Plan and prepare to install the Data Virtualization service.

Data Virtualization pods

The Data Virtualization service instance has two main pods:

Head pods

The head pod is c-db2u-dv-db2u-0.

The Data Virtualization head pod runs the Data Virtualization head component (also known as the engine).
Worker pods

Worker pods are c-db2u-dv-db2u-x where x is 1 or greater.

In Data Virtualization, the term worker pod refers to a pod that runs one Data Virtualization worker component. You can allocate multiple worker components to the Data Virtualization service instance. These components are effectively multiple c-db2u-dv-db2u-x pods.

You must not confuse Data Virtualization worker pods with compute nodes, which are the physical nodes that make up the Red Hat® OpenShift® cluster. For more information about cluster compute nodes, see Architecture for IBM Software Hub.

System requirements

Ensure that you meet the service requirements that are listed in System requirements. The Data Virtualization service runs on x86_64 hardware only.

The Data Virtualization service is provisioned to any compute node in the IBM Software Hub cluster that has the specified resources (cores, memory, and ephemeral storage) available.

Additionally, the IBM Software Hub cluster must accommodate the initial provisioning request for Data Virtualization service pods.

Important: If you try to provision a Data Virtualization service instance and you don't have enough resources, the provisioning fails.

Scaling

You can scale the Data Virtualization service up and down at any time after you provision it. For more information, see Scaling Data Virtualization.

Work with IBM Sales to get a more accurate sizing based on your expected workload.

IBM Sales helps you estimate the total demand for Data Virtualization. The service then redistributes resources internally when you provision Data Virtualization.

Storage requirements

Ensure that you meet the storage requirements that are listed in Storage requirements.

At a minimum, the persistent storage must meet the following requirements for Data Virtualization.
  • Persistent volume for Data Virtualization engine node is 50Gi.
  • Persistent volume for Data Virtualization caching is 100Gi.
  • Persistent volume is XFS formatted.

If you are using an NFS storage class, you must ensure that the NFS export is set to no_root_squash before you install. For more information, see Setting up NFS storage. To troubleshoot issues, see SQL6031N error in the db2nodes.cfg file in Data Virtualization.

External libraries

External libraries (that is, libraries that are not included in the Data Virtualization service) are stored on a persistent volume. Data Virtualization automatically creates persistent volume claims during the provisioning process.

This storage is the same as the persistent volume for the Data Virtualization head pod.

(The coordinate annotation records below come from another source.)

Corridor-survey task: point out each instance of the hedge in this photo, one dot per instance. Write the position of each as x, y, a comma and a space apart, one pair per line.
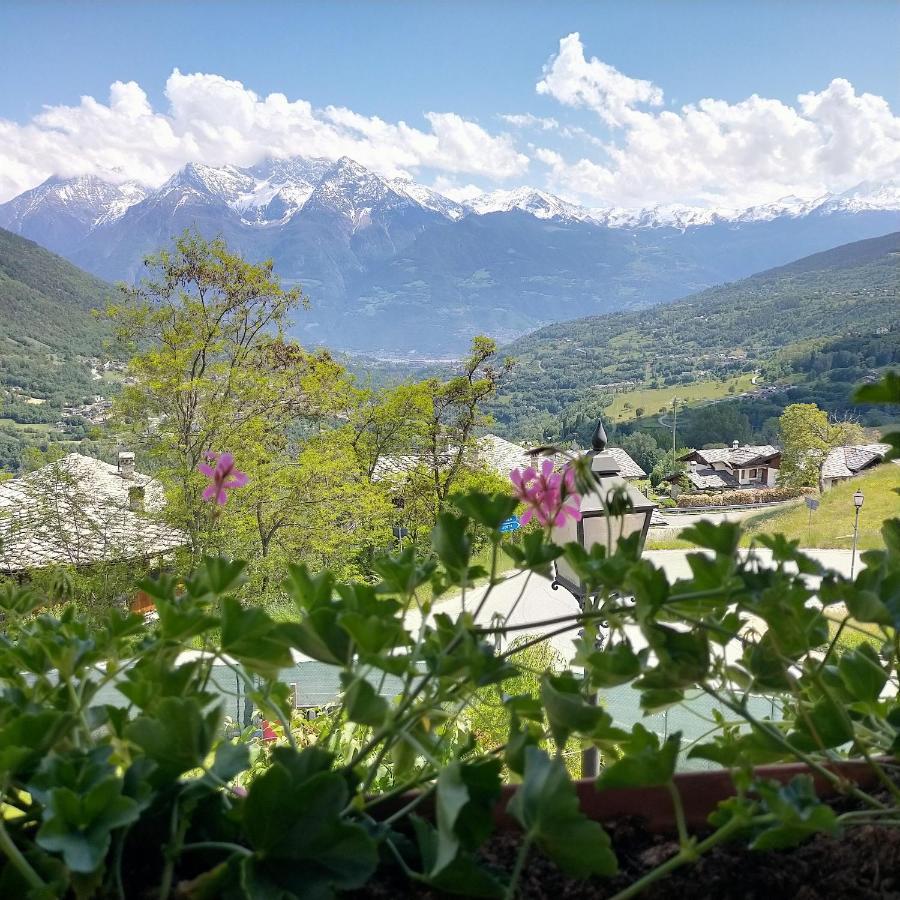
742, 498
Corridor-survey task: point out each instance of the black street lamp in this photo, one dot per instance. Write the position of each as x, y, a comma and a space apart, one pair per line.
857, 502
597, 527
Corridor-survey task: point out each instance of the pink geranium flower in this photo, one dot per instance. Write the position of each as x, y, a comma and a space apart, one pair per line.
224, 476
550, 496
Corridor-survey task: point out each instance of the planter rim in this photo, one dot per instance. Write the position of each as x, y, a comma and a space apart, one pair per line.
700, 794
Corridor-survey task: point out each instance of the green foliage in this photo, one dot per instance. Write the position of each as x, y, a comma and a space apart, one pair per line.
48, 335
807, 435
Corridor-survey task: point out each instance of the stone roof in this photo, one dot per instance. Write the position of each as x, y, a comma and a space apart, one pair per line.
628, 468
735, 457
709, 479
76, 511
845, 462
501, 456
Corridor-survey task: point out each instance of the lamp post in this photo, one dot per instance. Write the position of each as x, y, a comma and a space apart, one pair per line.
595, 527
857, 502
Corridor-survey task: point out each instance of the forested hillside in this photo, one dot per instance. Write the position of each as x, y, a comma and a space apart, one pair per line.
779, 321
48, 337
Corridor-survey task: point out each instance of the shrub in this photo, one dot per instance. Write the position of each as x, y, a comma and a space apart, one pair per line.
741, 498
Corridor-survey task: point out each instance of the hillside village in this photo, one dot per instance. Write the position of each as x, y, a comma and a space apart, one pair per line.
449, 451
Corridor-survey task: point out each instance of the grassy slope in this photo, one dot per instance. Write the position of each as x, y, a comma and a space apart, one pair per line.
651, 400
46, 331
850, 289
832, 522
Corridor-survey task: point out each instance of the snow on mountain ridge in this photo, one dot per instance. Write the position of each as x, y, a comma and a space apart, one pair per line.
530, 200
271, 192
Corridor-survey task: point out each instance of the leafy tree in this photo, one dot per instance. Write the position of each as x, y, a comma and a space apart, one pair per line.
668, 465
807, 435
213, 372
455, 412
643, 449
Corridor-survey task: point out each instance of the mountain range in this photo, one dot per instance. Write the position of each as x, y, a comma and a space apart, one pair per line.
393, 267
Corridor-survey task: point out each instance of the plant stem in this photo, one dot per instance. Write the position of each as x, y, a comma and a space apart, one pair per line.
684, 839
18, 861
519, 866
218, 845
776, 736
679, 859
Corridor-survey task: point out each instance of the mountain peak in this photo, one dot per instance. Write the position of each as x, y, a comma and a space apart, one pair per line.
537, 203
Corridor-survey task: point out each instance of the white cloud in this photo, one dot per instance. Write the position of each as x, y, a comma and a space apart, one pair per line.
529, 120
214, 120
707, 153
575, 81
715, 153
460, 193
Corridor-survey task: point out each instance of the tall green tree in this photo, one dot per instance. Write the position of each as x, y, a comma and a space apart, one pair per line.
212, 371
807, 434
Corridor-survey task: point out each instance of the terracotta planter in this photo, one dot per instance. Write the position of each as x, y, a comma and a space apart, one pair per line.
700, 793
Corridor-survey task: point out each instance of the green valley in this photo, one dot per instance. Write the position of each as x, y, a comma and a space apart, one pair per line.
812, 329
49, 344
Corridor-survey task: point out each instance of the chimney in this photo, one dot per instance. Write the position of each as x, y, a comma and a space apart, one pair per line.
126, 464
136, 498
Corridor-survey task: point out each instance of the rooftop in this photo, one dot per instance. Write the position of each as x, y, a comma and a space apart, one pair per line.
844, 462
77, 511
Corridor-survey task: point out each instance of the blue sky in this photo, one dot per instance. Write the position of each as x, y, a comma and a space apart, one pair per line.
479, 61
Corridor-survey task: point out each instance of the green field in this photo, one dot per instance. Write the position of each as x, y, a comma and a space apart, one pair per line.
651, 400
832, 522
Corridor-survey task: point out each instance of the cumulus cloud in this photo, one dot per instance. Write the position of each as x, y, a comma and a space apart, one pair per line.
715, 153
215, 120
530, 120
575, 81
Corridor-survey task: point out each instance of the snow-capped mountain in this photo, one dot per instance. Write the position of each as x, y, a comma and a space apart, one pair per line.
428, 198
537, 203
273, 191
61, 211
393, 265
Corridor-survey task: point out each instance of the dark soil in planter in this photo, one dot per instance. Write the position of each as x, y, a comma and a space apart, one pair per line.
861, 864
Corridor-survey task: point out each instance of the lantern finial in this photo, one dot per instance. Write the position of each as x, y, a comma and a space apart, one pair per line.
599, 440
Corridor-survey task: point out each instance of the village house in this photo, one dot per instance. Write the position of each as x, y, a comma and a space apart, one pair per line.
80, 511
502, 456
843, 463
733, 468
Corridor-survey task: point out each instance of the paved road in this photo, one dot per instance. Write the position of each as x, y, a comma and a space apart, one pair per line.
526, 599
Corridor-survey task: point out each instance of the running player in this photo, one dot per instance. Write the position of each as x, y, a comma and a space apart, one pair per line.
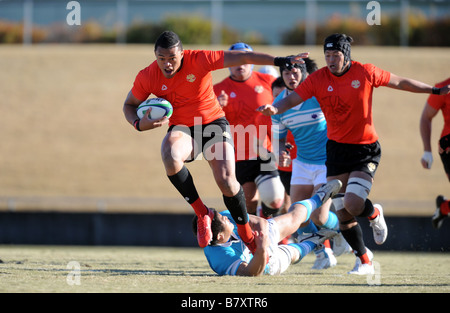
183, 77
307, 123
344, 90
433, 105
240, 94
227, 255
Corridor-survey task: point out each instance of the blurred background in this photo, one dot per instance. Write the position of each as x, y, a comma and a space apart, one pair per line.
271, 22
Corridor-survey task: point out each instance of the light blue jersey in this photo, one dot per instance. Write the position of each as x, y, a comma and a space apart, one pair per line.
307, 123
224, 259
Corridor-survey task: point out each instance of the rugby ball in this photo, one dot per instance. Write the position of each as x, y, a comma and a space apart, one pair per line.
160, 108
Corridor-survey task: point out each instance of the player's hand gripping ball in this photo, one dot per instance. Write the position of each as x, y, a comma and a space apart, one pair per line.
159, 108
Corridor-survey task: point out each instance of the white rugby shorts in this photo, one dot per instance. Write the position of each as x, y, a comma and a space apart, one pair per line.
308, 174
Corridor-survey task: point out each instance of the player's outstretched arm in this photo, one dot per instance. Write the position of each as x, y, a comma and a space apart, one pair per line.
282, 105
411, 85
234, 58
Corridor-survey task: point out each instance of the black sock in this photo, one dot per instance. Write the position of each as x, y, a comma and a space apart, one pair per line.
237, 207
355, 240
185, 185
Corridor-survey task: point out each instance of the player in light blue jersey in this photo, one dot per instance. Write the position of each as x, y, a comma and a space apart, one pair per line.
228, 255
307, 123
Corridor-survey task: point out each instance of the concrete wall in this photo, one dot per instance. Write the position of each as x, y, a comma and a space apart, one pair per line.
56, 228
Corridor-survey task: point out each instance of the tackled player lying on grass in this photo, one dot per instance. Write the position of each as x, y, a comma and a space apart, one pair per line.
228, 255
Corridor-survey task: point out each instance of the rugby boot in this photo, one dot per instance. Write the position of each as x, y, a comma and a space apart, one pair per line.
204, 232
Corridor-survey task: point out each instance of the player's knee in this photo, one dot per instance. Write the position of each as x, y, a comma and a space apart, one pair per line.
271, 190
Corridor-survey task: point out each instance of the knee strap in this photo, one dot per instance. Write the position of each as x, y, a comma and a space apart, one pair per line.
359, 186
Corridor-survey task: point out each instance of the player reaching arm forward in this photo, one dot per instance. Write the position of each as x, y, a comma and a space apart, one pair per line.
344, 90
183, 77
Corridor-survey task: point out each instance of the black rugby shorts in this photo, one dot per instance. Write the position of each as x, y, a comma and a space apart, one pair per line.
345, 158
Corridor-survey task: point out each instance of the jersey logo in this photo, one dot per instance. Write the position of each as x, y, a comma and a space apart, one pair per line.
190, 78
356, 84
259, 89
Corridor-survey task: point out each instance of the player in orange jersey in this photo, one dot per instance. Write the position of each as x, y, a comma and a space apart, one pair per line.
344, 90
183, 77
433, 105
240, 94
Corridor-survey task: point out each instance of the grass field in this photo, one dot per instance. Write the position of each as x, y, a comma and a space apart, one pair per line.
63, 136
53, 269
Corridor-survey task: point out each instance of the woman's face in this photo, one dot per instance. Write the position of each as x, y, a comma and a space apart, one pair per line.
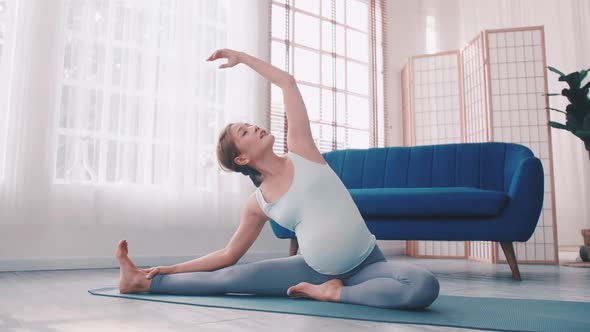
250, 139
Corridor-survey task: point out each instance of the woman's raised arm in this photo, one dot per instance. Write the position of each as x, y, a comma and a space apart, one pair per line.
299, 137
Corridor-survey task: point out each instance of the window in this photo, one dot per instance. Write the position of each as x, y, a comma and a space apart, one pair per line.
135, 105
334, 49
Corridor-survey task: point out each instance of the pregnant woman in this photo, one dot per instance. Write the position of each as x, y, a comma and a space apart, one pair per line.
339, 260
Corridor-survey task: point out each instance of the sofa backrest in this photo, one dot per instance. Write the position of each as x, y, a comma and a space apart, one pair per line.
485, 165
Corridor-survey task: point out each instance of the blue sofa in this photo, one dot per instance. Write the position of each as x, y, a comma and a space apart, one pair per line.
490, 191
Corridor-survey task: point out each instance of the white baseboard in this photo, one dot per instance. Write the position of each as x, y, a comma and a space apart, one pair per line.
76, 263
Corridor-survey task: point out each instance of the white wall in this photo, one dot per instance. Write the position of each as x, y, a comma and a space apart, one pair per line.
566, 24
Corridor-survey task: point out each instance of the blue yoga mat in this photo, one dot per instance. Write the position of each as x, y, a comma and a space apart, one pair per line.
457, 311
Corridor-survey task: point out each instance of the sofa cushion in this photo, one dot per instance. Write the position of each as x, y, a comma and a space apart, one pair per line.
434, 201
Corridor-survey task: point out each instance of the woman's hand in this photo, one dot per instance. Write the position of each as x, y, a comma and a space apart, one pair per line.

The persistent volume claim for external libraries must have at least 50 GB available.

Cache storage
A data cache holds temporary data that is used frequently. By using a data cache, you can reduce processing and loading time when you use this data.
Audit log storage
The Db2audit facility is enabled by default when you install Data Virtualization. You set the file storage class parameters for storing the audit logs.

Kernel parameter settings

To ensure that Data Virtualization can run correctly, you must verify the kernel parameters. For more information, see Changing kernel parameter settings.

CRI-O container settings

Complete the steps in Changing CRI-O container settings to set the pids_limit parameter.

Ensure that the pids_limit parameter is equal to or greater than the minimum value that is a prerequisite for IBM Software Hub.